# Dover Rod and Gun Club Indoor 3D Archery/Crossbow Shoot



## lancerman60 (Dec 31, 2008)

Can't wait!


----------



## MLabonte (Jan 19, 2009)

New sights and new attempt to back tension ! Should be a interesting year !!!


----------



## dh1 (Dec 16, 2004)

Can't wait till tomorrow


----------



## FiFi (Dec 4, 2002)

New Xbow all sighted in see you at 9 am


----------



## Bigjono (Apr 21, 2009)

Are these tournaments or just fun shoots?


----------



## FiFi (Dec 4, 2002)

there all fun aren't they


----------



## Bigjono (Apr 21, 2009)

FiFi said:


> there all fun aren't they


Well yes but you know what I meant Lol. Is it a tournament or just a turn up shoot and leave thing?


----------



## f7 666 (Nov 26, 2009)

Ah man this is awsome I was just gonna Google and see if there was any indoor shoots in my area and holy crap I came across this thread lol.


----------



## kwboom (Oct 28, 2012)

f7 666. Where you from? If you are in Essex County there is a few places indoors to go.


----------



## Maxtor (Jan 7, 2007)

Bigjono said:


> Well yes but you know what I meant Lol. Is it a tournament or just a turn up shoot and leave thing?

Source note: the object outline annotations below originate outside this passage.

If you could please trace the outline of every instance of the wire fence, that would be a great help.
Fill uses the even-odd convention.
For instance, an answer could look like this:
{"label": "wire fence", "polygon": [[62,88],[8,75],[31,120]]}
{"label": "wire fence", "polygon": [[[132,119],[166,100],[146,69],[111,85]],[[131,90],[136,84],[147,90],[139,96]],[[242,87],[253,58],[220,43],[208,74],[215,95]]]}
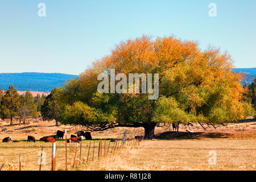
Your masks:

 they're just a turn up shoot and leave bigj.


----------



## f7 666 (Nov 26, 2009)

kwboom said:


> f7 666. Where you from? If you are in Essex County there is a few places indoors to go.


I'm from the wyoming area


----------



## Bigjono (Apr 21, 2009)

Maxtor said:


> they're just a turn up shoot and leave bigj.


Thank you


----------



## dh1 (Dec 16, 2004)

Hey f7 666 ur not far from me. I'm in watford


----------